Archaeologists in Jordan’s southeast desert have discovered a 9,000-year-old ritualistic complex. It’s the earliest known large human-built structure involving Neolithic hunting communities. Experts say it points to civilization in the Middle East much earlier than originally thought.

Jordan’s antiquities ministry recently announced the discovery of huge human stone structures believed to be the oldest known to date from 9,000 years ago in its southeastern desert plateau area of Jabal Khashabiyeh. 

Jordanian archaeologist Wael Abu Aziza told reporters that “they’re the oldest huge human structures known to date.” He said Neolithic hunters living 9,000 years ago used huge stone enclosures to trap wild animals en masse. Also, one structure, thought to be a shrine, contained objects the experts believe to be related to ancient rituals. 
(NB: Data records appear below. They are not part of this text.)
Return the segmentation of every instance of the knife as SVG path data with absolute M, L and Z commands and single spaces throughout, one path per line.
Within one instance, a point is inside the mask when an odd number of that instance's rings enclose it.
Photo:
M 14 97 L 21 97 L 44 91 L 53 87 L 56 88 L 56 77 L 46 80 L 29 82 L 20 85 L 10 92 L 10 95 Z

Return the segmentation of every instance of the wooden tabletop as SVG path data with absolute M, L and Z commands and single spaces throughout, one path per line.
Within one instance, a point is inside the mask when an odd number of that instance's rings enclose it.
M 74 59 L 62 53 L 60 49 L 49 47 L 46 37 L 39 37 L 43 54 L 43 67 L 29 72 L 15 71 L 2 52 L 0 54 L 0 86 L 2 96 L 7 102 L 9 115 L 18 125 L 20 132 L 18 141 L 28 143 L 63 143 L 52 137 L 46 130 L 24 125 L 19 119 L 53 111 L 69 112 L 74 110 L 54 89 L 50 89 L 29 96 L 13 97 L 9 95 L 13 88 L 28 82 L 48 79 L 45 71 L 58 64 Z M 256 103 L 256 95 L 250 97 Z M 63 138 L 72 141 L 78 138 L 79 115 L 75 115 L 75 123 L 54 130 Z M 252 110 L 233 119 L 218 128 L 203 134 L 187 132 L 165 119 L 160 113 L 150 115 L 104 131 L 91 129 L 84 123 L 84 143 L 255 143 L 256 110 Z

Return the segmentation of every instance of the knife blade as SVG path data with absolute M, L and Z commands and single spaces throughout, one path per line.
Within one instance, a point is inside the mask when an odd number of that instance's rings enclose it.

Commenting on the discovery, archeologist Pearce Paul Creasman of the American Center of Research in Amman said it was likely older than other similar structures, also found in Jordan, known as the Ain Ghazal statues.  

“Absolutely, no question that this is a significant find. The Ain Ghazal statues have been traditionally considered some of the oldest and the most significant of human occupation and so this could possibly be pushing that back, a little bit older,” Creasman said.  

A team of international archaeologists—including those from the United States—say the discoveries show how hunting communities in Neolithic times, predating Iraq’s sophisticated Assyrians by several thousand years and who were far less developed, displayed early signs of civilization. At the site were also found children’s toys made by these hunters who etched human faces in stone between hunting trips in the Arabian Desert.  

“This is absolutely evidence of complex activity from a date doing a level organization that we don’t see all over the place at that time and is kind of a predecessor to what we would generally think of as civilization today,” Creasman.   

Archaeologists said this major find could change perceptions of early human civilization in the Middle East.